Math AI is roughly where coding was before CLI agents: single-turn and mostly ungrounded without a dense feedback loop.
The best math prover we have today is GPT-5.5 Pro doing for the most part single-turn natural language proofs. Without a real reactive environment, grounding, or real multi-turn correction. Very much the opposite of what CLI agents like Codex or Claude Code operate in. In current top math AI models you generate and then verify after the fact.
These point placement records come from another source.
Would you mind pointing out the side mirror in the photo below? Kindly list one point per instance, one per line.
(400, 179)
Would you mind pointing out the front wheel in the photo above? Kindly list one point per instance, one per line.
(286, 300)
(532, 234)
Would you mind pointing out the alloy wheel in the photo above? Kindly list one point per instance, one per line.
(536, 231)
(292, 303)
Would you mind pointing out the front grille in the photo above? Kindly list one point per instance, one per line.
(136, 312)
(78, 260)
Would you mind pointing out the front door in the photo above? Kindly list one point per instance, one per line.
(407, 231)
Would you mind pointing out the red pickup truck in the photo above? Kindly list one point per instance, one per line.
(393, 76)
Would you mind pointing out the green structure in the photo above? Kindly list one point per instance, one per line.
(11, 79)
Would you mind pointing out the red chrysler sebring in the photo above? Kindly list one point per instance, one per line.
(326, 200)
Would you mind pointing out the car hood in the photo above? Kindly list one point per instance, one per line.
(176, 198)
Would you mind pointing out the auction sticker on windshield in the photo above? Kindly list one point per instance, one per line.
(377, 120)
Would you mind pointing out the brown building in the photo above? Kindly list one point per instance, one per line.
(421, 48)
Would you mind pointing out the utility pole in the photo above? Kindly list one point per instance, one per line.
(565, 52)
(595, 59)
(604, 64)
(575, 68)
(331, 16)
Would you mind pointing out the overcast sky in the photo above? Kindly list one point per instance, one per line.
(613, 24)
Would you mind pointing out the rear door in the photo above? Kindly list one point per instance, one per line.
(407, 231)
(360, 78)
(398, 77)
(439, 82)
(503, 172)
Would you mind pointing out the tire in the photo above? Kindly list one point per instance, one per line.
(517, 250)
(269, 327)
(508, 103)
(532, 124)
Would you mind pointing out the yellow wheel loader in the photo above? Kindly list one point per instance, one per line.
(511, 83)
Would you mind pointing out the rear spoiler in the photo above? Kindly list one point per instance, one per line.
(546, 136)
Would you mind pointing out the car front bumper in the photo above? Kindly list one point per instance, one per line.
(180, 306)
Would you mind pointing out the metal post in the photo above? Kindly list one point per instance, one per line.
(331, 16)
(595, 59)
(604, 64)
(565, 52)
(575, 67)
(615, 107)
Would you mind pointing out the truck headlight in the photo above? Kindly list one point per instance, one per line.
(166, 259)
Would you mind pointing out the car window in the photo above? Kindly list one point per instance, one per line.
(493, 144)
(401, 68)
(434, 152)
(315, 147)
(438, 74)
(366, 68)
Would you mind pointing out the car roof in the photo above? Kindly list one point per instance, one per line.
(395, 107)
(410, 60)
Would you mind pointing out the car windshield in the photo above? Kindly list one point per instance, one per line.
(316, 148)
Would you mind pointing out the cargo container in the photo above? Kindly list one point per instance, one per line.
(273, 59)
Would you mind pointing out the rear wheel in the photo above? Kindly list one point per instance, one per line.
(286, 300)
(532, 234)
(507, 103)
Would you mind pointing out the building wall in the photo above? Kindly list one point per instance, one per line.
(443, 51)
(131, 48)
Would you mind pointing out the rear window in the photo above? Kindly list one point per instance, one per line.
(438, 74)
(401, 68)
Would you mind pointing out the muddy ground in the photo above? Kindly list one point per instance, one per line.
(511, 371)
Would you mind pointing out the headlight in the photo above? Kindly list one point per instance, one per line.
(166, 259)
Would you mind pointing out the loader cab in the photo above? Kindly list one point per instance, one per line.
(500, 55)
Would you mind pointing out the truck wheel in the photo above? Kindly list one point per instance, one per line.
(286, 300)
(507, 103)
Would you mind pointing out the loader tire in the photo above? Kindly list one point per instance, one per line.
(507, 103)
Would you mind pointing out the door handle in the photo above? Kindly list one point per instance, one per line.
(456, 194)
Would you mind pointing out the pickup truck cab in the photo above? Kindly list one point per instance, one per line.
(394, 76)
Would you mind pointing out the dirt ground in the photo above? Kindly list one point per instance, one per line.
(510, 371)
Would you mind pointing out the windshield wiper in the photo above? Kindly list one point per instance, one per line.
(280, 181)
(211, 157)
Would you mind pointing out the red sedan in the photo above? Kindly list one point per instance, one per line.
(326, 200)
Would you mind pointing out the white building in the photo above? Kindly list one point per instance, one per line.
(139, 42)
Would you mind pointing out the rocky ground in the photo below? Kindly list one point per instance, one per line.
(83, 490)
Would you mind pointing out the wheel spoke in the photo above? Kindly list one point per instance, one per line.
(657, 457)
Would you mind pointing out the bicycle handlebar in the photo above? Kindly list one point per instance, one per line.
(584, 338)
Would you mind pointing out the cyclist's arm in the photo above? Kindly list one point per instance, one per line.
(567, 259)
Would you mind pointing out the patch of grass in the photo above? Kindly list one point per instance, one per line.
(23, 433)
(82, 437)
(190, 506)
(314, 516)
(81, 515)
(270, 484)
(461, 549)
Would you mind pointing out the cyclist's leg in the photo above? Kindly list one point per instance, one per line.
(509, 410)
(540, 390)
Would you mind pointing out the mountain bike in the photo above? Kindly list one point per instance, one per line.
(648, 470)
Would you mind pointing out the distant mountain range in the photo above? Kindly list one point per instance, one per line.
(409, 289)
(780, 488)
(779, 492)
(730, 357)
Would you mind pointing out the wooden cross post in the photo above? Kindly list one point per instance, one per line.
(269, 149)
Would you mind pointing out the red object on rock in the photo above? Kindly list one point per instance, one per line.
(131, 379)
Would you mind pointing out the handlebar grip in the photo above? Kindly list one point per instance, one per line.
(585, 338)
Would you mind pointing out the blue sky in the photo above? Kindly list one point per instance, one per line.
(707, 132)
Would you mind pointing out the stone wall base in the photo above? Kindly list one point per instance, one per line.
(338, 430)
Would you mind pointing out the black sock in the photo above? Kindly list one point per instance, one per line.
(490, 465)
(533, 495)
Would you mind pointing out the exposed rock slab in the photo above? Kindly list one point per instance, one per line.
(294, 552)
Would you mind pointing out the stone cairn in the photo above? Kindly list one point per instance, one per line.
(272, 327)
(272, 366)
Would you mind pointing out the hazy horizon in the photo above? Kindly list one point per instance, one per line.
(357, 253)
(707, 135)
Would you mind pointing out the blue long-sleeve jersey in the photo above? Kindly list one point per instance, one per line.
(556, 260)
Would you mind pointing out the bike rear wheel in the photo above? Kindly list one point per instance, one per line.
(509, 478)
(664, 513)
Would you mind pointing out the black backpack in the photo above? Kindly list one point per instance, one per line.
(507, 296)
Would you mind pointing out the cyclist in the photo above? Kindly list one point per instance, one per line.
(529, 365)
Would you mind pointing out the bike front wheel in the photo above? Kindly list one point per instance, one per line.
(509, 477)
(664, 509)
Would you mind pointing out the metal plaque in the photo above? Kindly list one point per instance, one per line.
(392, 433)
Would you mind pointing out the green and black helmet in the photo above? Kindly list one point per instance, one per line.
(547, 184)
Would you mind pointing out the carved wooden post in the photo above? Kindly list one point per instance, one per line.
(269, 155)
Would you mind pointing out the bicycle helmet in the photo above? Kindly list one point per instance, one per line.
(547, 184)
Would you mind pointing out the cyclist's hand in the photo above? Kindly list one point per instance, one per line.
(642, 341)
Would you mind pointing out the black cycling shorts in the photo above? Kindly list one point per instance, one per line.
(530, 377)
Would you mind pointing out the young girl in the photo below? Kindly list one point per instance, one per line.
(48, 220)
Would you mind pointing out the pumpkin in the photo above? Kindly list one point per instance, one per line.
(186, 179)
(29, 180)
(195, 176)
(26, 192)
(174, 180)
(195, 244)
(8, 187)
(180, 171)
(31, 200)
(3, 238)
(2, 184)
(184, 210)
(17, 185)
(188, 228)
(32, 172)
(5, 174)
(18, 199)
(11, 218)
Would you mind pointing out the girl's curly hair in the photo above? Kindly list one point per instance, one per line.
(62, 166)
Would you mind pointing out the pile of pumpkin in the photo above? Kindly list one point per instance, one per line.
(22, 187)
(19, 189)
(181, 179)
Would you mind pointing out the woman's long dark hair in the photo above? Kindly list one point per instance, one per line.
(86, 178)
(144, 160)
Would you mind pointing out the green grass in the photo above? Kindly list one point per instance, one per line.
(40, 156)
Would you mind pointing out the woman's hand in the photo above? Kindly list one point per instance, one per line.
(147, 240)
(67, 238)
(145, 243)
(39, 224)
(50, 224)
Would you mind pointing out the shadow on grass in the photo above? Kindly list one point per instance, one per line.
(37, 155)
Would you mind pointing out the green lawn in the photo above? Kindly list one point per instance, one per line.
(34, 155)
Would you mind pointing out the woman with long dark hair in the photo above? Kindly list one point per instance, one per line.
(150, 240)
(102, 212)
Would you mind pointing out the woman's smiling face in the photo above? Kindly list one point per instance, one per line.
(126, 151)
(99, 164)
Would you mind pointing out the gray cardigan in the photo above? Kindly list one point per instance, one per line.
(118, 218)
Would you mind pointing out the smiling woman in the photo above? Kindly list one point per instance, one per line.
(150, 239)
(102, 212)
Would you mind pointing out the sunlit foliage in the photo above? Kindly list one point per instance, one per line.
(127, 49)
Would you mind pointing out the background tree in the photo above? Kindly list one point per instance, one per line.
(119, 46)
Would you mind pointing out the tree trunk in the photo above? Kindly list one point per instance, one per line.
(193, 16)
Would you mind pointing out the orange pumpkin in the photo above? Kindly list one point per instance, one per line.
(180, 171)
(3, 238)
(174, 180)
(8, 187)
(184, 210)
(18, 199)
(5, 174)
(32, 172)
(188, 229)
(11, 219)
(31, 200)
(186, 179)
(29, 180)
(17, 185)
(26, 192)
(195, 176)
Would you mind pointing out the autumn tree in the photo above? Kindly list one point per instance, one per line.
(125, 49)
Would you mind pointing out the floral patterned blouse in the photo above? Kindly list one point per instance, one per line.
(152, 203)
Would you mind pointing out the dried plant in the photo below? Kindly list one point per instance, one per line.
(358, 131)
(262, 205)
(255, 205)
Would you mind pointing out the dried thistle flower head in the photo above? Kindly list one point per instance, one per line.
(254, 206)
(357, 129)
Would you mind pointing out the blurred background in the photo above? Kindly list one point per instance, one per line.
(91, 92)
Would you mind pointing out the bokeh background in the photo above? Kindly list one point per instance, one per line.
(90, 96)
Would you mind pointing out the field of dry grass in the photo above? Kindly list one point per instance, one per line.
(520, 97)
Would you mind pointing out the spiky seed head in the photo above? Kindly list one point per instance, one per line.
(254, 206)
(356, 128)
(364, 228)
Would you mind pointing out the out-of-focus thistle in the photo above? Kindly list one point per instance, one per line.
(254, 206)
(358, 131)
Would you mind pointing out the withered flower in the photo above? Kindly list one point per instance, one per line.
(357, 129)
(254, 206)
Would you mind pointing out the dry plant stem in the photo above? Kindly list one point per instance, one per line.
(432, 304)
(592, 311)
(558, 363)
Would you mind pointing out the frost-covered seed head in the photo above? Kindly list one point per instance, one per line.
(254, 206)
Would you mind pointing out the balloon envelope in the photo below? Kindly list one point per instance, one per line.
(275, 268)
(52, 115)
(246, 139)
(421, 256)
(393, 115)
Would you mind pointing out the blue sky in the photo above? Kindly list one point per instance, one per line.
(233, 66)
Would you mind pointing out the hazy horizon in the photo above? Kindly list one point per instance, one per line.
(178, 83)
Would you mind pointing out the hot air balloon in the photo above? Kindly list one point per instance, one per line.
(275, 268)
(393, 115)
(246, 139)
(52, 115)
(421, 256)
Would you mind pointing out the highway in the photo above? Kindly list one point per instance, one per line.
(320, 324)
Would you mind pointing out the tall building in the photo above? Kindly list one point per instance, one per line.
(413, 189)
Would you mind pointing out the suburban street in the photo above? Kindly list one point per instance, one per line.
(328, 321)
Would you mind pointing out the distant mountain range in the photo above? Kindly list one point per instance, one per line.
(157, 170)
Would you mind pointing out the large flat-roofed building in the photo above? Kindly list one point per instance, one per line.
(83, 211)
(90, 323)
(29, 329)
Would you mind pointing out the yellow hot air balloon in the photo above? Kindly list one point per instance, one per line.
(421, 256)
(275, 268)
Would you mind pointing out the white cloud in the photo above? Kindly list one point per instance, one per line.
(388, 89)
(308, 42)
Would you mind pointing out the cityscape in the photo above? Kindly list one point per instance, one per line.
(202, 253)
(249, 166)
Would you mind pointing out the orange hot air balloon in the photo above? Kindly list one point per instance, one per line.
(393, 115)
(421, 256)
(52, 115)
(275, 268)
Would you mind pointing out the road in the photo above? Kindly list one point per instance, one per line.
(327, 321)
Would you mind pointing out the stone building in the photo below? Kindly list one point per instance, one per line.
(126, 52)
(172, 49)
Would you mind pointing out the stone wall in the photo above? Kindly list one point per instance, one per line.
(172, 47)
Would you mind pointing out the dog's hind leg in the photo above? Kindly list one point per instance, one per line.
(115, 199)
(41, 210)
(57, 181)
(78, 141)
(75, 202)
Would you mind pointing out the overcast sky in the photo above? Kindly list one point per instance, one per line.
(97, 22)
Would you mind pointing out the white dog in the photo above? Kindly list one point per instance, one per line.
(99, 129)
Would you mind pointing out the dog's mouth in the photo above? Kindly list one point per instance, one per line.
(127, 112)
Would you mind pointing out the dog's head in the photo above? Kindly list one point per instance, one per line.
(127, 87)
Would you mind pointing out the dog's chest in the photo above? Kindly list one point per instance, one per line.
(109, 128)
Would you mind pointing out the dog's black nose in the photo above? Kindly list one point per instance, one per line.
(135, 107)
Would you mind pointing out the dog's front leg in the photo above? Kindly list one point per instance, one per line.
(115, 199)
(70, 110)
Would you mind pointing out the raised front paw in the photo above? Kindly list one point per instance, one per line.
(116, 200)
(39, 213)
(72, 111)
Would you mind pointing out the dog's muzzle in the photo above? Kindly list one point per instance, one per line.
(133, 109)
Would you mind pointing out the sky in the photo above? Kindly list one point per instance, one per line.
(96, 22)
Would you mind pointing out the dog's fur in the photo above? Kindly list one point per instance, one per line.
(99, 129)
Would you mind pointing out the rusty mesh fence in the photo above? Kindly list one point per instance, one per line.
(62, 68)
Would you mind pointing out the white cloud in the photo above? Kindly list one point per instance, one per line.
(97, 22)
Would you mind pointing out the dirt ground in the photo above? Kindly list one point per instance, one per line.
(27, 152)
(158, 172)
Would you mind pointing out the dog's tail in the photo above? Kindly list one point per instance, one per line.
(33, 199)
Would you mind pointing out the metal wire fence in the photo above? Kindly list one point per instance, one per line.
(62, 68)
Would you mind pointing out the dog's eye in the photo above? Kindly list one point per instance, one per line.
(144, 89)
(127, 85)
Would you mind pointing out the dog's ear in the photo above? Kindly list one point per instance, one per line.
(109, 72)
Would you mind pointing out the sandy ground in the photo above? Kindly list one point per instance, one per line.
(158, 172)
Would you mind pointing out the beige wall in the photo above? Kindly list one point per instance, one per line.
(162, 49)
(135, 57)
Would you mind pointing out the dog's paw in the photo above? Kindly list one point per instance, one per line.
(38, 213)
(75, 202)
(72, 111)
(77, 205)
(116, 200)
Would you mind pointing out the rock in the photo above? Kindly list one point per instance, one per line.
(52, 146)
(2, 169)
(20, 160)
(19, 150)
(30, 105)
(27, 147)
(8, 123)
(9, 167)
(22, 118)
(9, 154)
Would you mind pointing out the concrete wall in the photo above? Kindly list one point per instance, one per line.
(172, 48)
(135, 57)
Terminal agents work so well because the terminal grounds them after every turn and lets them self-correct as they go. Each step gets verified on the way to the solution, and this also helps during training and test time! There's so much signal (literally thousands of tokens) that the bash terminal offers, both during training and during inference. That kind of reactive, and very verbose environment is exactly why Claude Code and Codex have taken off, and are the closest thing an LLM has been to an embodied agent.
My conjecture is that math needs the equivalent: a reactive environment, a "file system", and a "math terminal" that builds pieces of the proof as you go, verifies them and allows the model to backtrack and redo without keeping the entire proof/process in its context. When a real agentic math model is trained by experience inside that kind of environment, my conjecture is it'll be a phase transition given how strong GPT-5.5 and Gemini 3.1 Pro already are in ungrounded, single-turn settings.